How to learn Estimation And Confidence Intervals for Statistics in Data Scientist for free

Who this is for

Aspiring and practicing Data Scientists who run A/B tests, report metrics, or compare models.
Analysts/engineers who need defensible estimates and margins of error for stakeholders.
Anyone who wants to quantify uncertainty, not just give a single number.

Prerequisites

Basic algebra and comfort with fractions/percentages.
Familiarity with mean, proportion, standard deviation, and sampling.
Very light probability: independence, normal distribution idea.

Why this matters

In Data Science, you rarely know the true population value. You estimate it and must communicate how uncertain you are. Confidence intervals (CIs) let you:

Report conversion rate with a margin of error after an A/B test.
Share average session time or latency with uncertainty to product/engineering.
Compare two models' accuracies and state whether the difference is meaningful.
Plan sample size to hit a target precision before running an experiment.

Concept explained simply

A point estimate (like a sample mean or proportion) is your best single guess of a true but unknown parameter. Because samples vary, your estimate varies too. The standard error (SE) measures how much estimates vary across hypothetical repeated samples.

A confidence interval is an algorithm that builds a plausible range for the true parameter. A 95% CI means: if you repeated the whole sampling-and-interval-building process many times, about 95% of those intervals would contain the true value. For the one interval you computed, think of it as a method with 95% reliability—not a 95% chance that “this exact interval” contains the truth.

Mental model

Imagine throwing darts (your estimates) at a hidden bullseye (the true value). The SE is how spread out your darts land. A CI is a circle you draw around each dart. Higher confidence draws a bigger circle; more data draws a tighter circle.

Key reference values

95% z* ≈ 1.96
For unknown σ and moderate n, use t* with df = n−1 (e.g., df=24, t* ≈ 2.064)
SE(mean) with unknown σ: s/√n
SE(proportion): √[ p̂(1−p̂)/n ]

How to build common intervals

1) Mean (σ unknown) — t-interval

CI: x̄ ± t* · s/√n. Use t* from t-table with df = n−1. Works well when data are roughly symmetric or n is moderate/large by CLT.

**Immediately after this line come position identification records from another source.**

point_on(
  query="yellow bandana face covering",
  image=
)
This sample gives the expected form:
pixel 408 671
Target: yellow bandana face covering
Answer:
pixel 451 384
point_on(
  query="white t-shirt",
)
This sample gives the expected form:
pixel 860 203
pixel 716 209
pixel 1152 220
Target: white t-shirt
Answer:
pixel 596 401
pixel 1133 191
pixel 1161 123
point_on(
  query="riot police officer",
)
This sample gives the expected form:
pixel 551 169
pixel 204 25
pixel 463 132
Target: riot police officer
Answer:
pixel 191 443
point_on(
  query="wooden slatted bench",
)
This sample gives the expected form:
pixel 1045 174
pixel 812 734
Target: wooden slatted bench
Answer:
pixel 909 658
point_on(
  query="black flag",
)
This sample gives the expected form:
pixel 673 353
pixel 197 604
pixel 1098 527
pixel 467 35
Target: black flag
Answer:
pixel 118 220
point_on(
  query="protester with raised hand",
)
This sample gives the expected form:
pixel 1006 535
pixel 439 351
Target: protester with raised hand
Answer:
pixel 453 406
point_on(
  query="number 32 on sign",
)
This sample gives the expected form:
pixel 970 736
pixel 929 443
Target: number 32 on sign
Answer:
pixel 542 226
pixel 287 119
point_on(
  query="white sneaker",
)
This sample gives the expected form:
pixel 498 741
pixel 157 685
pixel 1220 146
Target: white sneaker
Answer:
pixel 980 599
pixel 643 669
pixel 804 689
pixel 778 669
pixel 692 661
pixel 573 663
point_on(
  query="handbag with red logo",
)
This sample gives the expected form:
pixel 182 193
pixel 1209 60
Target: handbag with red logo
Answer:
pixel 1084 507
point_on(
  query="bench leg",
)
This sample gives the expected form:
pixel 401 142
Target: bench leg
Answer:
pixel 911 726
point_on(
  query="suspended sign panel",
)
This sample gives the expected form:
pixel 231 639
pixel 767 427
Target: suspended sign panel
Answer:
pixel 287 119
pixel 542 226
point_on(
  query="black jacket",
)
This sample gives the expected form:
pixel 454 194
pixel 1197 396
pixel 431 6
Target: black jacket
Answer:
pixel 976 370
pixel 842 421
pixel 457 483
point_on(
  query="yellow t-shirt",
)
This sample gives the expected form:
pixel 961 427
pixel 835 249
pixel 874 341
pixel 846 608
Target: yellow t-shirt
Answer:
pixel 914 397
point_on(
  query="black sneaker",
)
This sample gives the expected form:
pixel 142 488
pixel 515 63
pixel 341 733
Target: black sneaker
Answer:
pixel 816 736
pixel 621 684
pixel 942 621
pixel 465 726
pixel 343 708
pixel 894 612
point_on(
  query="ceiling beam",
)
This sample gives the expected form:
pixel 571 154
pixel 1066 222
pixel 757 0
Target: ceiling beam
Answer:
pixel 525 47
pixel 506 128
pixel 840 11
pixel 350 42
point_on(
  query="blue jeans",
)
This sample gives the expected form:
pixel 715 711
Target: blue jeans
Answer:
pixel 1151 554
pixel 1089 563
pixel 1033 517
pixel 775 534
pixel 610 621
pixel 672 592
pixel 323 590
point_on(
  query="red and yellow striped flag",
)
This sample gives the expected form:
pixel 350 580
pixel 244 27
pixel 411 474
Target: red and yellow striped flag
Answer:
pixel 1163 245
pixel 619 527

2) Proportion — z-interval

CI: p̂ ± z* · √[ p̂(1−p̂)/n ]. Good for reasonably large n and p̂ not too close to 0 or 1. For small n or extreme p̂, Wilson or Agresti–Coull intervals are more stable.

3) Difference in means (independent samples)

CI: (x̄1 − x̄2) ± t* · √( s1²/n1 + s2²/n2 ). Use Welch's t* with approximate df when variances are unequal (typical in practice).

4) Difference in proportions

CI: (p̂1 − p̂2) ± z* · √( p̂1(1−p̂1)/n1 + p̂2(1−p̂2)/n2 ).

5) Bootstrap (for medians or complex stats)

Resample your data with replacement many times, compute the statistic each time, and take percentile bounds (e.g., 2.5th and 97.5th percentiles for 95% CI). Great when formulas are hard or assumptions are shaky.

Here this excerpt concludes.